The prescription drug metoprolol is used to treat high blood pressure and certain other cardiovascular conditions. A glance around the Internet might lead you to think apple cider vinegar can cure practically any health condition, including high blood pressure. Apple cider vinegar has a potential interaction with a medication used to treat cardiovascular conditions and with some other drugs as well. Consult your doctor before drinking apple cider vinegar in medicinal doses if you take any prescription medications.
Apple Cider Vinegar
Apple cider vinegar has numerous uses as a folk remedy. Some of its claimed benefits include lowering high cholesterol and high blood pressure, treating upset stomach and relieving leg pain. Apple cider vinegar also is promoted as a weight-loss agent, and there's an apple cider vinegar diet which requires drinking this substance every day. No health benefits have been definitively connected with apple cider vinegar, cautions eMedTV.
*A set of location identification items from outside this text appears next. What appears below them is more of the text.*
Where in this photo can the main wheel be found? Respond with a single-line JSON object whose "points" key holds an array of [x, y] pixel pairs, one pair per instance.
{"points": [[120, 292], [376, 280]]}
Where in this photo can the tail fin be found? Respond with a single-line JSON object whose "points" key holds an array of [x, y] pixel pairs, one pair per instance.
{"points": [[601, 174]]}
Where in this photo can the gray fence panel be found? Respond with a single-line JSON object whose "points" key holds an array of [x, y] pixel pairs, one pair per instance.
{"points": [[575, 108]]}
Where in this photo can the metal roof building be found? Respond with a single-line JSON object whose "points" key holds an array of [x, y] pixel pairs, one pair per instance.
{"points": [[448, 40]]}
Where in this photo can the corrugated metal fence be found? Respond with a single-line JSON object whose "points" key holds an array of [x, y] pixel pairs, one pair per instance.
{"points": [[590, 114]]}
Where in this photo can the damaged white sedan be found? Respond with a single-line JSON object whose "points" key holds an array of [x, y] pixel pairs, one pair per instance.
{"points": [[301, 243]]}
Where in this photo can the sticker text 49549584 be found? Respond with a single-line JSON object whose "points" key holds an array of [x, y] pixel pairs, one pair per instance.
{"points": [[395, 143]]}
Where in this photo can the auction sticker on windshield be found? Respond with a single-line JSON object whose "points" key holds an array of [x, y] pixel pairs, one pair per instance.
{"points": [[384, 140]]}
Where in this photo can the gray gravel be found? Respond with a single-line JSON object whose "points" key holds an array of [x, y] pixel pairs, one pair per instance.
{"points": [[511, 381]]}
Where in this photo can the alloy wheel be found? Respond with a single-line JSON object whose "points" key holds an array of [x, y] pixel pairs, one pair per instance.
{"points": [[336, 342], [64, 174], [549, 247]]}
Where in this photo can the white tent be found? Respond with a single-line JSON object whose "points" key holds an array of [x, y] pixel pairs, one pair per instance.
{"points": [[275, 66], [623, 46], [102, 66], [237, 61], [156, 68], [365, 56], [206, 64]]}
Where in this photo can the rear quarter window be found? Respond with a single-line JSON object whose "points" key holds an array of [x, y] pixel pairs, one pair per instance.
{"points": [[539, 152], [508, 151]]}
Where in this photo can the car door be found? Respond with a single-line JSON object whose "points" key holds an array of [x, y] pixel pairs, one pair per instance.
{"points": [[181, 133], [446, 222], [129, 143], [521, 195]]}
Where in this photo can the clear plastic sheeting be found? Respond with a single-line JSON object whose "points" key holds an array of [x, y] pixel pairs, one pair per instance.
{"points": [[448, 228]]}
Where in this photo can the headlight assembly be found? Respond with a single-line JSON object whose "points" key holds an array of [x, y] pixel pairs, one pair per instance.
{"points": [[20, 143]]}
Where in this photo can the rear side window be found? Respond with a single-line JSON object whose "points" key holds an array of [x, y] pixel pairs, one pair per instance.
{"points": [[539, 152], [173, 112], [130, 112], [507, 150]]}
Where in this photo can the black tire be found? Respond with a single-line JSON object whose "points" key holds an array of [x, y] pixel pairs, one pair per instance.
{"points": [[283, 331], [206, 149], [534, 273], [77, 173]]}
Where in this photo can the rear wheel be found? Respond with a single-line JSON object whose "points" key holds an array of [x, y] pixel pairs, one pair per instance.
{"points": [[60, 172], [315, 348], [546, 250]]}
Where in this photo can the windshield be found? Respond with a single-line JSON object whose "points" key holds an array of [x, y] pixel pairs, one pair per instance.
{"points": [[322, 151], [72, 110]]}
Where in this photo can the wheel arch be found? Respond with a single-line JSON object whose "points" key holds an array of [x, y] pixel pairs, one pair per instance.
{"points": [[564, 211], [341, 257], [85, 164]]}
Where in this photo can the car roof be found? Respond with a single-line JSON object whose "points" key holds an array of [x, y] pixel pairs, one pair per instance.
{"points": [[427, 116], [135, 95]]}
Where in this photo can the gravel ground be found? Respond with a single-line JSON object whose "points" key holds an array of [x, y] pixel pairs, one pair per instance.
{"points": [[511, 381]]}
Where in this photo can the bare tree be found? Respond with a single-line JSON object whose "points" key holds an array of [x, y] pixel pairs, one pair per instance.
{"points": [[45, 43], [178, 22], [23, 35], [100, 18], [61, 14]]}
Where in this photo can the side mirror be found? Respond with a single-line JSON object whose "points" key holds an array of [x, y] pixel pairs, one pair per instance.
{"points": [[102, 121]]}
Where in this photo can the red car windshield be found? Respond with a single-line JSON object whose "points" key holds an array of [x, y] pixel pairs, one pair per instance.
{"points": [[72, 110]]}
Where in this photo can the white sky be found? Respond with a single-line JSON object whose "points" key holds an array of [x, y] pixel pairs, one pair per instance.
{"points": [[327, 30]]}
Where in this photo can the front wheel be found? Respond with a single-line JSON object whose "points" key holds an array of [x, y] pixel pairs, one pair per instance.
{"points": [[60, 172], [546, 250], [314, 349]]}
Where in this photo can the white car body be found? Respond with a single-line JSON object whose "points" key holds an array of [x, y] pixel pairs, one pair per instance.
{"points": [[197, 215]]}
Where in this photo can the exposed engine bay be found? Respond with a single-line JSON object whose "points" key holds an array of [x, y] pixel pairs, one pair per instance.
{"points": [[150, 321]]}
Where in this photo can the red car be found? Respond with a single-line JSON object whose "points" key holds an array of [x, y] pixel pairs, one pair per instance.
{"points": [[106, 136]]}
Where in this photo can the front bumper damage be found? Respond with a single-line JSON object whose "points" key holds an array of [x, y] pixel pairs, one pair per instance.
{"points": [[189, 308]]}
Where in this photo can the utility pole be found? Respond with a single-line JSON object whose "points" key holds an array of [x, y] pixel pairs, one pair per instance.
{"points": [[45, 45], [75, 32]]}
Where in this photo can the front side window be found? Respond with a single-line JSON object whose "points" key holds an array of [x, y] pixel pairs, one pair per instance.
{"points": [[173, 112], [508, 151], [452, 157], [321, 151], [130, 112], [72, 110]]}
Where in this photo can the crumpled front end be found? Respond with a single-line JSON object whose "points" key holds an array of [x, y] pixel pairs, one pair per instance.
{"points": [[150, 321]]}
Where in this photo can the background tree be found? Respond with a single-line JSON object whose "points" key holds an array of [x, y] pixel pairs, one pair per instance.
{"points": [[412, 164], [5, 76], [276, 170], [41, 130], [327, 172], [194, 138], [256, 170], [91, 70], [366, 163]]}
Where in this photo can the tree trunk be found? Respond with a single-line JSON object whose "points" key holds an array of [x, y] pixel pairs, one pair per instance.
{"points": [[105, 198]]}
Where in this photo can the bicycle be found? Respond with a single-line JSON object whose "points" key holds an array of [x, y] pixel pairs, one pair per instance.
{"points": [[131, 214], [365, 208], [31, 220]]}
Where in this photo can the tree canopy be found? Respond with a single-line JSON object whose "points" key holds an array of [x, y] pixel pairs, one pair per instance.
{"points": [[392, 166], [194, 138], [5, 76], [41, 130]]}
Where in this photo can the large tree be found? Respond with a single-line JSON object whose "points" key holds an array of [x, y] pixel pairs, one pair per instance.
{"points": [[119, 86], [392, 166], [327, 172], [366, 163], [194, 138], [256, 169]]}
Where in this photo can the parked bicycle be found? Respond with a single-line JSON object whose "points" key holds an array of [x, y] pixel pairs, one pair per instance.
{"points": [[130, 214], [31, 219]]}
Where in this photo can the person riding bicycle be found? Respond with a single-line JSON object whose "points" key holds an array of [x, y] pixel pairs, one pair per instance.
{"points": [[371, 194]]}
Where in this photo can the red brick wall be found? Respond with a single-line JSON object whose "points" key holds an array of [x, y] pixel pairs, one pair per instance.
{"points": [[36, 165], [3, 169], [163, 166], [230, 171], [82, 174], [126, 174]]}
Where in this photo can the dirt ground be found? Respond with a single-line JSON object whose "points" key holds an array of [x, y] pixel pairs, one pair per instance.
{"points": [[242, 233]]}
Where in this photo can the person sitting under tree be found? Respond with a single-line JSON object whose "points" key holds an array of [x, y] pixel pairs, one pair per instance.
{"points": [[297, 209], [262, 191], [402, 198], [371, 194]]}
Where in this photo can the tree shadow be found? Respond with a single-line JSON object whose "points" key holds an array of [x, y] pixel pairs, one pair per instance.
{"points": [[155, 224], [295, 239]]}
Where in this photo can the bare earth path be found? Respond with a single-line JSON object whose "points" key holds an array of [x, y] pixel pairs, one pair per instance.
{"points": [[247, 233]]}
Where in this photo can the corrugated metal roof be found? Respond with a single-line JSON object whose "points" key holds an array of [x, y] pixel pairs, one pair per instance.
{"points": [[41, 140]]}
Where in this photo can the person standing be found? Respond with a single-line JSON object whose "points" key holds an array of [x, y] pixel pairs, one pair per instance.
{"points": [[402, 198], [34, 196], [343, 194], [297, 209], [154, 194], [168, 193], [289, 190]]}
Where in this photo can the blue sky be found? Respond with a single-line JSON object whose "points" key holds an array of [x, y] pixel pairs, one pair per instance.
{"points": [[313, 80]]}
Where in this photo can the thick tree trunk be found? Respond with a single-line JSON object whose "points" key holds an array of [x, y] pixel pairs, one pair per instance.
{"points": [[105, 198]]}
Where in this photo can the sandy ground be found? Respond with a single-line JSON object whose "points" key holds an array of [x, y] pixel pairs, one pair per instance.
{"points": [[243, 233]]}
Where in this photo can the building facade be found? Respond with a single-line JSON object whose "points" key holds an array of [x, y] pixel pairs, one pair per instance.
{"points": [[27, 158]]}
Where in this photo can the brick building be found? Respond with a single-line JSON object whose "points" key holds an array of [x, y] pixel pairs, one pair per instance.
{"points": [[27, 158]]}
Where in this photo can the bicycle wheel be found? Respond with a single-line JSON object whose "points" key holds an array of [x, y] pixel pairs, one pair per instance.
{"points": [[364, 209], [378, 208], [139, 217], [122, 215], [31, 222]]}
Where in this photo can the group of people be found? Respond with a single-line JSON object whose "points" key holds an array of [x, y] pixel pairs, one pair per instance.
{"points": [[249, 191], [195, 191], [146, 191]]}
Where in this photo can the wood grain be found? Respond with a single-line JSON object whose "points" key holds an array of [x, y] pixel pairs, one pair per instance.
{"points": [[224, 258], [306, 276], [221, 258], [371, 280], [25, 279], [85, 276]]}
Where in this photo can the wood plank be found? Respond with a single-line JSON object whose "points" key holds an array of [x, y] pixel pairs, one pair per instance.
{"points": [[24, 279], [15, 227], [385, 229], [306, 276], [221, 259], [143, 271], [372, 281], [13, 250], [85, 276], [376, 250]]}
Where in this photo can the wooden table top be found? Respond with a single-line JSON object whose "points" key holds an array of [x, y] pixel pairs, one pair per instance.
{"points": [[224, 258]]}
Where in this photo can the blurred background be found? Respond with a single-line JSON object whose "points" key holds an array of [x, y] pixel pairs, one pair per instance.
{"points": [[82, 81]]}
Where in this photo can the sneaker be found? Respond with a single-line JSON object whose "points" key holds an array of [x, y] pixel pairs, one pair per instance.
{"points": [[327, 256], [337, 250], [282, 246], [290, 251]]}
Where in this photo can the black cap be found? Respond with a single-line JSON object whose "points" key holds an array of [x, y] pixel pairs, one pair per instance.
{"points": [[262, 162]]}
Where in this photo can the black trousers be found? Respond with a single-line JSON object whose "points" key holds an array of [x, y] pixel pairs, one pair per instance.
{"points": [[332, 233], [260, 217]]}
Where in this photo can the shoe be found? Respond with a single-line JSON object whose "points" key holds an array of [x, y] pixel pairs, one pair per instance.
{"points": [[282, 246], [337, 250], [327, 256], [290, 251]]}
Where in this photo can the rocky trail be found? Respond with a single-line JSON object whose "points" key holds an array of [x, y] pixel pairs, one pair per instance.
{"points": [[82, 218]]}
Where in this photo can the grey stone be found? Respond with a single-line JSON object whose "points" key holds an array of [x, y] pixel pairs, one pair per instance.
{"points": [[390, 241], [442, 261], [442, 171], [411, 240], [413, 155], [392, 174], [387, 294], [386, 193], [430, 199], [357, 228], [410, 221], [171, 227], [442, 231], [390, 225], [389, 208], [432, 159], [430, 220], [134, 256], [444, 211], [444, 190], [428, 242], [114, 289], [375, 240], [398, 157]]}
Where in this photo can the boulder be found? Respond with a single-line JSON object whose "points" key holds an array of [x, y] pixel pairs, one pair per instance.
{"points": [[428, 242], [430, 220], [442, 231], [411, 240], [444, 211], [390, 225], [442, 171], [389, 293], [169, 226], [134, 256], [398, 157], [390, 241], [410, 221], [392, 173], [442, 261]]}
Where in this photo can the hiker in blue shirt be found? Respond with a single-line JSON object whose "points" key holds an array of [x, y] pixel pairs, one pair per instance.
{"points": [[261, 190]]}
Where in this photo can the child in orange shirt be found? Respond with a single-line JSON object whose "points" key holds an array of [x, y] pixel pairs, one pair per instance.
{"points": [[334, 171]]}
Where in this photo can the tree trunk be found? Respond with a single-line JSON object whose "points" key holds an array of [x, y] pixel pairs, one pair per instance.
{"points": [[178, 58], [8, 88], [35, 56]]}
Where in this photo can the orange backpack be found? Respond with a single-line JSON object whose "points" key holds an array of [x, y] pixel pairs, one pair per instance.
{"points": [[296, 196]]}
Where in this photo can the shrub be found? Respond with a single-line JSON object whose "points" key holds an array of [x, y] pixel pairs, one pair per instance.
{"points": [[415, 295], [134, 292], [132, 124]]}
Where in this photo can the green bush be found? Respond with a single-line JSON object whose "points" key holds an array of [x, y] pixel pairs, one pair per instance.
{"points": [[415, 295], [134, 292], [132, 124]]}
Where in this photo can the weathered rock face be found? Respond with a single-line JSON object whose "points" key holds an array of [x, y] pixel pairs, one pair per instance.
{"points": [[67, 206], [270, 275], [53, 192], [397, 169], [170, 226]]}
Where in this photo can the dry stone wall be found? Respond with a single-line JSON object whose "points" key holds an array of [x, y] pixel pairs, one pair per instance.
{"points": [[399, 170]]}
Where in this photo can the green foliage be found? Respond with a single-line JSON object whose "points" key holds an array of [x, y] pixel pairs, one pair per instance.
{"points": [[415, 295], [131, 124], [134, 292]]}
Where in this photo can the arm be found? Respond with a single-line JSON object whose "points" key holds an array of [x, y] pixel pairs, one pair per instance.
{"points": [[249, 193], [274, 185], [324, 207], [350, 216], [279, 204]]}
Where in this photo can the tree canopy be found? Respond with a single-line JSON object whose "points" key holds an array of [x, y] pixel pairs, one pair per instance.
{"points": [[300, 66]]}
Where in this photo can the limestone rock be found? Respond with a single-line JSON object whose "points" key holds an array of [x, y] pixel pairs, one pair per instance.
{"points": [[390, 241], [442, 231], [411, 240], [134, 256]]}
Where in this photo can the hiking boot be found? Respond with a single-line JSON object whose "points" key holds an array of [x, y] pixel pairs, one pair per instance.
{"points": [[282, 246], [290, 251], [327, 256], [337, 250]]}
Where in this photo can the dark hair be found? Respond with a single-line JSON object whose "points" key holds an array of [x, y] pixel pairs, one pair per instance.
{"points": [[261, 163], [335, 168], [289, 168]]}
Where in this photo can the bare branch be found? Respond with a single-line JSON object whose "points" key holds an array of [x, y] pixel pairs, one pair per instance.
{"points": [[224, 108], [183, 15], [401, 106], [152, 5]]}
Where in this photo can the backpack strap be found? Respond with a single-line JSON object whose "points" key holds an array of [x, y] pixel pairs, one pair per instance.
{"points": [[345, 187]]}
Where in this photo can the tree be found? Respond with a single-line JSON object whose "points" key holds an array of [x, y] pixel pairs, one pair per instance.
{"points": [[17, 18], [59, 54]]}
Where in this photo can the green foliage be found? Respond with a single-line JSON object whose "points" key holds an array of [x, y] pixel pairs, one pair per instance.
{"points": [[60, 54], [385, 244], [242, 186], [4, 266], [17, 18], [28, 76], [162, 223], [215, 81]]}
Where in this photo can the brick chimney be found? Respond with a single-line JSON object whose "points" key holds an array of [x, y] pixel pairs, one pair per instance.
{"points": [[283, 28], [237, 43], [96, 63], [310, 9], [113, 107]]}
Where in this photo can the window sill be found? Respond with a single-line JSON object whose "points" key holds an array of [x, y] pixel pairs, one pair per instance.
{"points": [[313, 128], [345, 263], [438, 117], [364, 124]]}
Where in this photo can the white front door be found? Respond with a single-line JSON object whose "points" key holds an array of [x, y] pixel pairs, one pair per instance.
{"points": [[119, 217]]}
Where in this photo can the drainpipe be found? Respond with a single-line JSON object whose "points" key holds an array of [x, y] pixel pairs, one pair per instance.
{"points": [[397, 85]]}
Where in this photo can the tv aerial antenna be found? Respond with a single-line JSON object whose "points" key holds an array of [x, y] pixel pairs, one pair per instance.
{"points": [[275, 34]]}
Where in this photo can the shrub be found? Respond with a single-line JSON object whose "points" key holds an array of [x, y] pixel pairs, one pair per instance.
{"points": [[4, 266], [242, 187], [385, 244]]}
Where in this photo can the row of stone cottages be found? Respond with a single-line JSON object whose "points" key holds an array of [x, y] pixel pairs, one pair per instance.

Metoprolol is classified as a beta blocker. These types of medications block the effects of epinephrine, a hormone also called adrenaline. Epinephrine stimulates the heart and constricts blood vessels. Metoprolol counteracts these effects, allowing the heart to beat less rapidly and with less force, and helping to improve blood flow. In addition to reducing high blood pressure, metoprolol is beneficial for treating a heart attack and preventing another attack, regulating arrhythmia and treating angina. It also prevents migraines in some people and relieves symptoms of an overactive thyroid gland before thyroid medication takes effect.
Apple Cider Vinegar Interactions
Although apple cider vinegar is generally safe in amounts used in cooking, it is unclear whether drinking large amounts of apple cider regularly is safe, according to eMedTV. While apple cider vinegar interacts with a few types of medications, authoritative websites do not indicate that it interferes with metoprolol. Medicinal doses may cause low potassium blood levels, or hypokalemia. This may be dangerous if you take digoxin, a medication that treats congestive heart failure and irregular heartbeat. The ability of apple cider vinegar to reduce potassium in the blood also may make drinking it inadvisable if you take insulin or certain diuretics.
Metoprolol interacts with digoxin and diuretics as well. It also interacts in various ways with numerous other substances such as cold medications, diet pills, certain antidepressant drugs, medications to treat mental illness and drugs that treat breathing disorders. Consult your doctor before combining any supplements, nonprescription medications or prescription drugs with metoprolol.